Over the past two years, Reliance has been the target of attacks by Aam Aadmi Party (AAP) leaders Arvind Kejriwal and Prashant Bhushan, but they have never been served any legal notice.
In fact, TV news channels, owned by the RIL group itself broadcast the press conferences of Kejriwal and Bhushan LIVE several times, in which the latter have made serious allegations about Reliance. “I find it quite perplexing. If you felt that you have been defamed by what Prashant Bhushan and I said, then we are the real culprits and, if you had to send a defamation notice, it should have been to us. The TV channels merely broadcast what we said,” Kejriwal was quoted as saying in a English translation of the letter posted on the AAP website. Its not clear whether large media groups like TV18, in which RIL has substantial interest, have also received any such notice, since their TV channels had also carried the press conferences of Kejriwal.
Earlier in February this year, Kejriwal, while speaking at a rally, repeatedly cited two bank account numbers claiming that they belonged to Ambani brothers, Mukesh and Anil. This was done as part of challenging Bharatiya Janata Party (BJP)'s prime ministerial candidate Narendra Modi to get black money back from Swiss banks.
However, all the Mukesh Ambani-led conglomerate did was issue a press release refuting the allegations made by Kejriwal, blaming it on mythical ‘vested interests’. "It is being reiterated that neither Reliance Industries nor Mr Mukesh Ambani have or had any illegitimate accounts anywhere in the world. The continued tirade of baseless allegations being made by AAP against us appears to be instigated by vested interests," the company had said. (Reliance refutes Kejriwal's allegations terming it as 'baseless')

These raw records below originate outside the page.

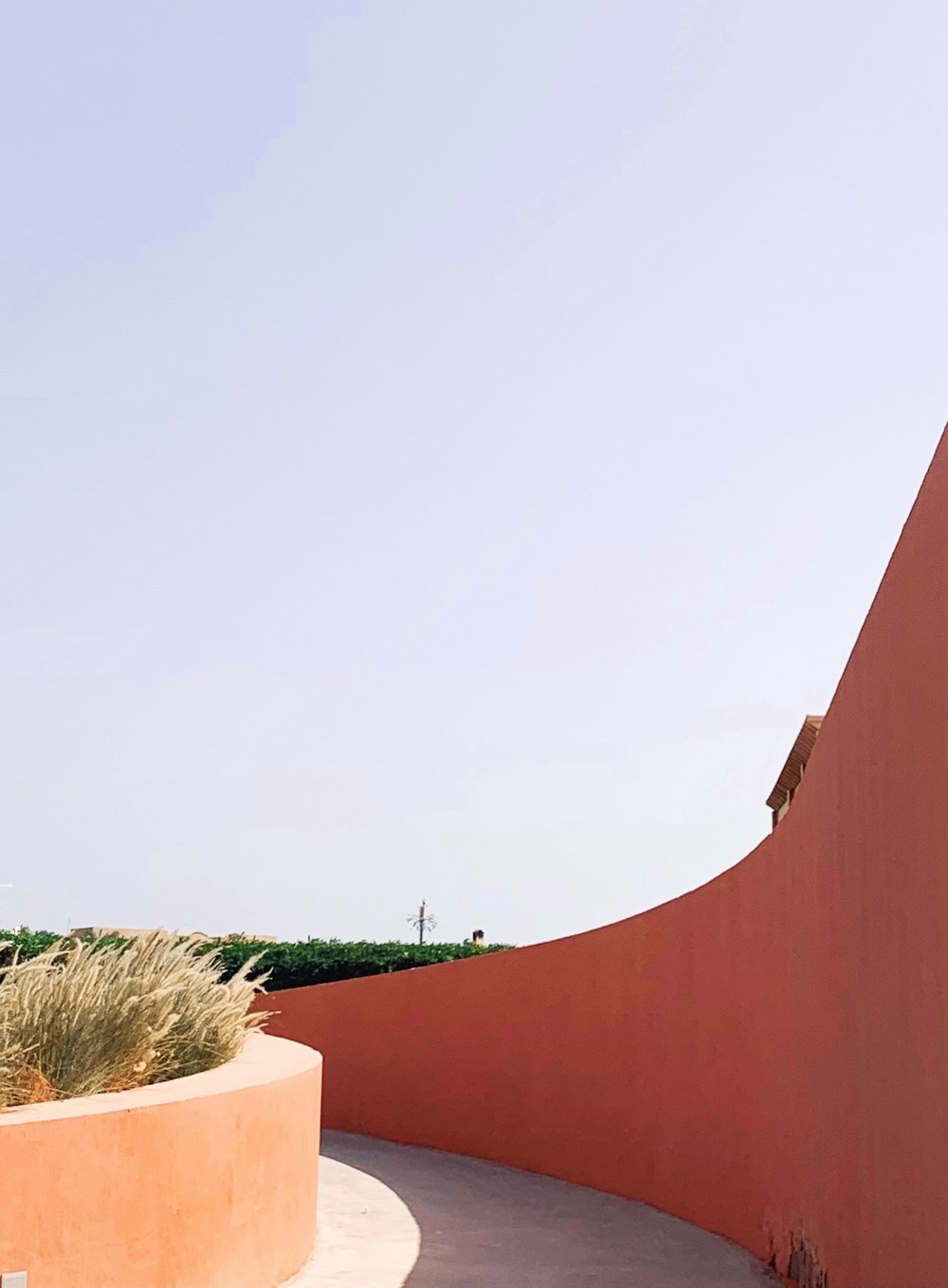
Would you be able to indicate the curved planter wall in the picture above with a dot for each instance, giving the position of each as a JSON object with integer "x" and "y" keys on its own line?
{"x": 765, "y": 1057}
{"x": 207, "y": 1181}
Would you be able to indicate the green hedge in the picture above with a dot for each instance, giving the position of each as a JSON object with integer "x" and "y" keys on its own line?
{"x": 315, "y": 961}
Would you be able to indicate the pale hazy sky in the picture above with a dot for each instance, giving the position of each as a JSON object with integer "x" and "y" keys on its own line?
{"x": 447, "y": 447}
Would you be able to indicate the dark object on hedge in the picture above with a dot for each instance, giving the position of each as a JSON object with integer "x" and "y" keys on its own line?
{"x": 313, "y": 961}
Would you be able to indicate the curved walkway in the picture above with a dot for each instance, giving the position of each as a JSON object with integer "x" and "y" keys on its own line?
{"x": 395, "y": 1215}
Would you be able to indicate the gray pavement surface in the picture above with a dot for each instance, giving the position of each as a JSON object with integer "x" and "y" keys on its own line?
{"x": 395, "y": 1215}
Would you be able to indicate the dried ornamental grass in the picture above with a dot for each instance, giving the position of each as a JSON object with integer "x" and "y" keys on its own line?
{"x": 83, "y": 1018}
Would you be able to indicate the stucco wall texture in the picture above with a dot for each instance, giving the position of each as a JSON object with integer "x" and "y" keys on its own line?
{"x": 207, "y": 1181}
{"x": 765, "y": 1057}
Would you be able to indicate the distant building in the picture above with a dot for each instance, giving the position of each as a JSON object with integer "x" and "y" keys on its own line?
{"x": 791, "y": 776}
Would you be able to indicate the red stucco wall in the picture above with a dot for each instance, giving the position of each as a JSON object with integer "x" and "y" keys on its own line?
{"x": 765, "y": 1057}
{"x": 207, "y": 1181}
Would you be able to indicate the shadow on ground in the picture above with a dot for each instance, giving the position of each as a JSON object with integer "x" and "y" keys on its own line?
{"x": 489, "y": 1226}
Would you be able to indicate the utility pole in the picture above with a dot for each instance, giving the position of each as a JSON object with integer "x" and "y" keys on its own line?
{"x": 423, "y": 921}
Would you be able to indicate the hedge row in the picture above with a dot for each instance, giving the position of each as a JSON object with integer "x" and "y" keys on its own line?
{"x": 313, "y": 961}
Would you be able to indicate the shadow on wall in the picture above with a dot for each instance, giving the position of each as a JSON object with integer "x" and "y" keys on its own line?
{"x": 765, "y": 1057}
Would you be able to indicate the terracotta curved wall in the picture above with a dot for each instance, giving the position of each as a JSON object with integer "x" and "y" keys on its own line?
{"x": 765, "y": 1057}
{"x": 201, "y": 1183}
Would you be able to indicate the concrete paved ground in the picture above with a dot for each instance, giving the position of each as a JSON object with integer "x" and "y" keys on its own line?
{"x": 394, "y": 1215}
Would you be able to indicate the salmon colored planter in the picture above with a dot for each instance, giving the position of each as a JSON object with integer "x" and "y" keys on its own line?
{"x": 207, "y": 1181}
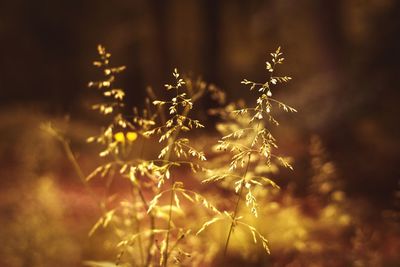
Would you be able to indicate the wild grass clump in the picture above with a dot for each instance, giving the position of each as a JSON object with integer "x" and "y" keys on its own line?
{"x": 164, "y": 218}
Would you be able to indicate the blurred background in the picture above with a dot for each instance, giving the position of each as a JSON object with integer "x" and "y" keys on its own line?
{"x": 342, "y": 55}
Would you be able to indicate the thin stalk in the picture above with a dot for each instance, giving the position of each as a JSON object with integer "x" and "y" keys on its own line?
{"x": 169, "y": 223}
{"x": 151, "y": 217}
{"x": 237, "y": 206}
{"x": 167, "y": 157}
{"x": 138, "y": 230}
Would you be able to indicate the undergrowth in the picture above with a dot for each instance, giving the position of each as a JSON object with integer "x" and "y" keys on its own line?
{"x": 154, "y": 151}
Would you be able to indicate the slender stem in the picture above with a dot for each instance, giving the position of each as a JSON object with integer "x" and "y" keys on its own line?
{"x": 150, "y": 214}
{"x": 138, "y": 230}
{"x": 169, "y": 223}
{"x": 152, "y": 225}
{"x": 236, "y": 206}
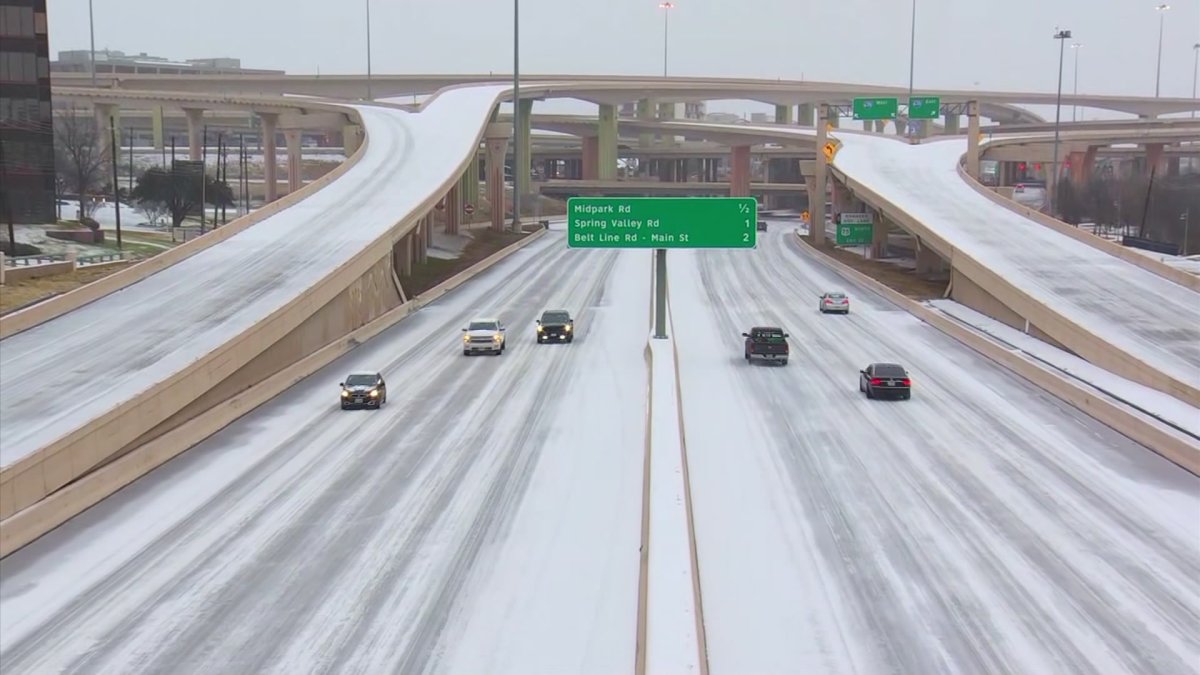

Seperately, EAS Sarma, former secretary of the Government of India (GoI), had demanded an independent investigation into the whole gamut of showering one largesse after another on RIL that would unravel the hidden links in this web of improprieties. (Set up SIT to investigate showering of one largesse after another on RIL, says Sarma )
The former secretary had written several letters to the PM and petroleum ministry on the improprieties committed by the United Progressive Alliance (UPA) government in dealing with RIL’s gas project in Krishna Godavari (KG) Basin in Andhra Pradesh.
Last week, Gopalkrishna Gandhi, former governor of West Bengal, called Reliance Industries as 'parallel state', which exercised power brazenly over natural and financial resources, says a report from Times of India. Quoting Mr Gandhi, the report says, "We used to talk of black money as a parallel economy and so it continues to be. But Reliance is a parallel State. I do not know of any country where one single firm exercises such power so brazenly, over the natural resources, financial resources, professional resources and, ultimately, over human resources as the company of the Ambanis". The former governor was speaking at the 15th DP Kohli Memorial Lecture that had over 3,000 officials from the Central Bureau of Investigation (CBI) in the audience.
From what we know, none of these parties have been served legal notice by Reliance Industries.